I don't know if this is specifically your problem, but it certainly was mine, and it took me a while to figure out. For reasons that I'm not entirely clear on, the Azure team has provided two different and incompatible ways to execute queries - and although they're incompatible at runtime, the Azure team has helpfully (not!) made sure that they have compatible signatures at compile time.
See the difference between the "Fluent" and "IQueryable" modes described here:
In other words, both of these will compile and run and do more or less the same thing:
var fluentQuery = new TableQuery<T>().Where(filter);
var fluentResult = Table.ExecuteQuery(fluentQuery);
var iQueryableQuery= from ent in Table.CreateQuery<T>()

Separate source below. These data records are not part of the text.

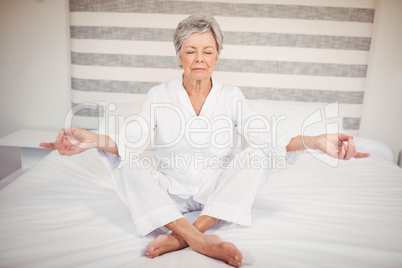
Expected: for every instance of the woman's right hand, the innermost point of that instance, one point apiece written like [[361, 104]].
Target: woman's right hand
[[71, 141]]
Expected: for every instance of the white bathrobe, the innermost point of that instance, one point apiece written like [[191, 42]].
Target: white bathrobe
[[198, 163]]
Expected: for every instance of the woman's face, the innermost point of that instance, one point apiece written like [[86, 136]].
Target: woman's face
[[198, 56]]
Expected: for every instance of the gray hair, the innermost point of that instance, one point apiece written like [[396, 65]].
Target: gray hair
[[197, 23]]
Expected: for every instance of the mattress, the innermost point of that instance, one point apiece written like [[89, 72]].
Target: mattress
[[64, 212]]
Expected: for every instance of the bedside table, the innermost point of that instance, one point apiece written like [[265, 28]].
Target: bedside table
[[28, 142]]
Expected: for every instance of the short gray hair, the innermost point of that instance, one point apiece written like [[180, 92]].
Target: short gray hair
[[197, 23]]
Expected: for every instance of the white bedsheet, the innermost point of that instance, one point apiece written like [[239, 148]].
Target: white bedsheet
[[65, 213]]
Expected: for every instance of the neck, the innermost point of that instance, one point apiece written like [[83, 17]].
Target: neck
[[197, 87]]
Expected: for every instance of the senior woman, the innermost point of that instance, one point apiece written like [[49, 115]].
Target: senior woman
[[191, 117]]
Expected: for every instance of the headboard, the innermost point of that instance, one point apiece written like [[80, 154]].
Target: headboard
[[290, 53]]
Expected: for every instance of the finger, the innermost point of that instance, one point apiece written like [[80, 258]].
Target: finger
[[344, 137], [47, 145], [60, 137], [361, 155], [351, 150], [342, 152]]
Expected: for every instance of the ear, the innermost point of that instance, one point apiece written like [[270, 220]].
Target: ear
[[178, 59]]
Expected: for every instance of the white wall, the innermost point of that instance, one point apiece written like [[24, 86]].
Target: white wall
[[35, 83], [34, 69], [382, 112]]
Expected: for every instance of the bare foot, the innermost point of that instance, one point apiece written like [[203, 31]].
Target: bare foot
[[163, 244], [213, 247]]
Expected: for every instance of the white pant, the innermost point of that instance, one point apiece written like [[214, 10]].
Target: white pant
[[152, 207]]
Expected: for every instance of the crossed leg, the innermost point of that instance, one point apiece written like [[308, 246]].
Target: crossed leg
[[185, 234]]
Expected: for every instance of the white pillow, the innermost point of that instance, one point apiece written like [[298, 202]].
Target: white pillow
[[301, 118]]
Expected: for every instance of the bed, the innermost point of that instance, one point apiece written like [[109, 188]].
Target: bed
[[318, 212], [64, 212]]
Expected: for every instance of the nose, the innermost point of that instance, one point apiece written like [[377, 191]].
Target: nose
[[199, 57]]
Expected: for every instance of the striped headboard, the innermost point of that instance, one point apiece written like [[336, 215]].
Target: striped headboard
[[284, 51]]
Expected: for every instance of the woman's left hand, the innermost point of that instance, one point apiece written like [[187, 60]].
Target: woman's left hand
[[334, 145]]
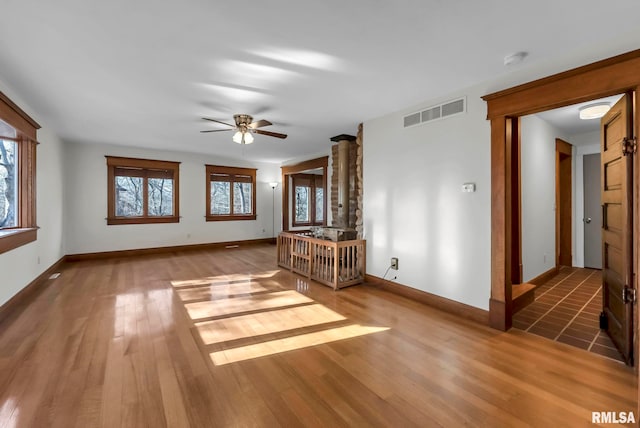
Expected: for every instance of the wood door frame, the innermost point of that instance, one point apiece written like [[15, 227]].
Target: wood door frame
[[612, 76], [563, 149], [288, 170]]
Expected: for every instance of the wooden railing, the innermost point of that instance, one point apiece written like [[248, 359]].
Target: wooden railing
[[336, 264]]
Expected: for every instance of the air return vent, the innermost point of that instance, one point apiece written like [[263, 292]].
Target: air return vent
[[412, 119], [448, 109]]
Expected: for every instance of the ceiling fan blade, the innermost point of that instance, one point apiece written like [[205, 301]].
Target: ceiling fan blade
[[270, 134], [217, 121], [259, 124]]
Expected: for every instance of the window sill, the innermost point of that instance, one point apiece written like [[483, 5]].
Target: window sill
[[230, 217], [142, 220], [14, 238]]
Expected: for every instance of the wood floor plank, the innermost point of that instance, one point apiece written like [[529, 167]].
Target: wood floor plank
[[221, 338]]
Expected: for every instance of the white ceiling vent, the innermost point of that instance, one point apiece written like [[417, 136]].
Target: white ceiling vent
[[412, 119], [448, 109]]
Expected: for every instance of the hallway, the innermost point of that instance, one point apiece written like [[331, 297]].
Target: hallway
[[566, 309]]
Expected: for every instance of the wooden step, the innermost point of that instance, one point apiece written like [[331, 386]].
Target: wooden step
[[522, 295]]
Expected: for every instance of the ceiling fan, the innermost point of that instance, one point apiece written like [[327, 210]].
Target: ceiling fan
[[244, 127]]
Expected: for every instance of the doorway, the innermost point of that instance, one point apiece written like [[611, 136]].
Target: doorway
[[607, 77], [564, 223], [592, 229]]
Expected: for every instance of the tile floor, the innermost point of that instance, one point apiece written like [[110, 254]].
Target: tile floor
[[566, 309]]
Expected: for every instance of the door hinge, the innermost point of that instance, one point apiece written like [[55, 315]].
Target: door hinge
[[628, 294], [629, 146]]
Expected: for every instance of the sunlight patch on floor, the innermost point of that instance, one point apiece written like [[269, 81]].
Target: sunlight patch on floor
[[220, 291], [281, 320], [223, 279], [278, 346], [238, 305], [9, 413]]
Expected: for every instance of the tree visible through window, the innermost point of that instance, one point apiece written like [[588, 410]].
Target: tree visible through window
[[17, 176], [308, 200], [142, 191], [230, 193], [8, 178]]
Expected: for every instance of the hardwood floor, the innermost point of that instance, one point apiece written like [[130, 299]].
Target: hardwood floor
[[225, 338]]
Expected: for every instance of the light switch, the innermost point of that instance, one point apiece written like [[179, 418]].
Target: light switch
[[469, 187]]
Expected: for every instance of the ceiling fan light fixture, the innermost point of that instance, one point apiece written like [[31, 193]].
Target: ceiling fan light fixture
[[241, 137], [594, 111]]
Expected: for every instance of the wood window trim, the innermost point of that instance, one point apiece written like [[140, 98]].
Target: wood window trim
[[116, 162], [26, 138], [315, 182], [231, 171], [287, 171], [608, 77]]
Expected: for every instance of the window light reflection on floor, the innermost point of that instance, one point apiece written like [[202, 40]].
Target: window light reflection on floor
[[220, 291], [277, 346], [223, 279], [277, 321], [237, 305]]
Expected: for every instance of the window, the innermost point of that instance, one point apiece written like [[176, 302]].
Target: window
[[308, 200], [142, 191], [231, 193], [17, 176]]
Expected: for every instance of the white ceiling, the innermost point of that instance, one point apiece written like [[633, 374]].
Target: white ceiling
[[144, 72]]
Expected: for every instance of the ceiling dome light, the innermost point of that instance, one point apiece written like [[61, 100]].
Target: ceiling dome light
[[515, 58], [242, 137], [594, 111]]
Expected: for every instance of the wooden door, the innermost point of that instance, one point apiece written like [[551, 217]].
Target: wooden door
[[617, 222]]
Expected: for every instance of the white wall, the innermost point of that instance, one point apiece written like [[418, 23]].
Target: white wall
[[538, 184], [586, 144], [86, 202], [22, 265], [414, 207]]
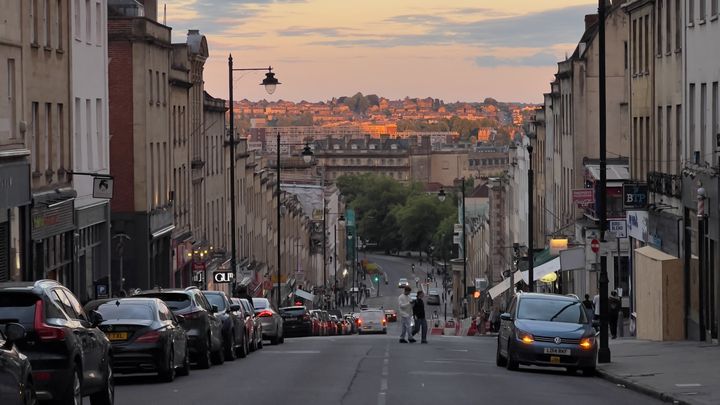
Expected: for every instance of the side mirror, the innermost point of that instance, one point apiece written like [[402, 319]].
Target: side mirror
[[14, 332], [95, 318]]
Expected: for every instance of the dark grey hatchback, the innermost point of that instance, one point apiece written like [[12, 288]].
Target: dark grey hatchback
[[547, 330]]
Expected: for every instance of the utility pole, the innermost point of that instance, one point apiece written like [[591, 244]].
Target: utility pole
[[604, 352]]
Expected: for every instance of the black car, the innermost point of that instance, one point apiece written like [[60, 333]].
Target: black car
[[16, 386], [69, 355], [233, 324], [145, 336], [203, 327], [296, 321]]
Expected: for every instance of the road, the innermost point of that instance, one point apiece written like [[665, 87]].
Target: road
[[373, 370]]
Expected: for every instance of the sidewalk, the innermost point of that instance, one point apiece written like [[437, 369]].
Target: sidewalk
[[679, 372]]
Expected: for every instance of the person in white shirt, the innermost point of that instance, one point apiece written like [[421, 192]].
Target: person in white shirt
[[405, 312]]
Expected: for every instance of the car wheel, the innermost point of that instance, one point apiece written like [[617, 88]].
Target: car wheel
[[589, 371], [167, 373], [185, 369], [204, 355], [511, 364], [74, 394], [500, 361], [107, 395], [230, 353]]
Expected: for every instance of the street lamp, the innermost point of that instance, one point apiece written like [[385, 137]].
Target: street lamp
[[270, 83]]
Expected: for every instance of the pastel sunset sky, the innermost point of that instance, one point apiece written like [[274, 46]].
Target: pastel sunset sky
[[462, 50]]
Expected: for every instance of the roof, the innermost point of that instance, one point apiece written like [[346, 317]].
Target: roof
[[613, 172]]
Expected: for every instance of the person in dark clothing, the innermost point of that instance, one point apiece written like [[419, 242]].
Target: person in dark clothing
[[419, 314], [614, 307]]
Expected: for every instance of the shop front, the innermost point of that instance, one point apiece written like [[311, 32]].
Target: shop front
[[14, 201], [52, 224]]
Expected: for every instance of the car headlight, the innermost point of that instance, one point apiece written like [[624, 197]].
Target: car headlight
[[587, 343], [524, 337]]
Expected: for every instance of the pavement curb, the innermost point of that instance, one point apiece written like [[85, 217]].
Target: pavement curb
[[643, 389]]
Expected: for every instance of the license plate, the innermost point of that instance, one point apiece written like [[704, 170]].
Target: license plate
[[553, 350], [117, 335]]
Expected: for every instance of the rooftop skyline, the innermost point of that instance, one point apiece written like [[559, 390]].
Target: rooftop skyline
[[457, 50]]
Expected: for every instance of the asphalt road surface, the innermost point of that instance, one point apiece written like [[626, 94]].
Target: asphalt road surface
[[375, 369]]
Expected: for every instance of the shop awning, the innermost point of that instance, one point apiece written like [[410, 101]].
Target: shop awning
[[538, 273]]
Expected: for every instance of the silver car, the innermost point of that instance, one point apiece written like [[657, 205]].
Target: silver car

where ent.PartitionKey == "some value"
select ent;
var iQueryableResult = iQueryableQuery.AsTableQuery().Execute();
But while this one will compile just fine, it will blow up at runtime with the System.NotSupportedException
that you (and I) ran into.
var fluentQuery2 = Table.CreateQuery<T>().Where(filter);
var fluentResult2 = fluentQuery2.Execute();
I'm sure that the folks at MS had some good reason for this particular violation of the Principle of Least Astonishment - they're not idiots - but it certainly remains the case that this behavior is, shall we say, unusual.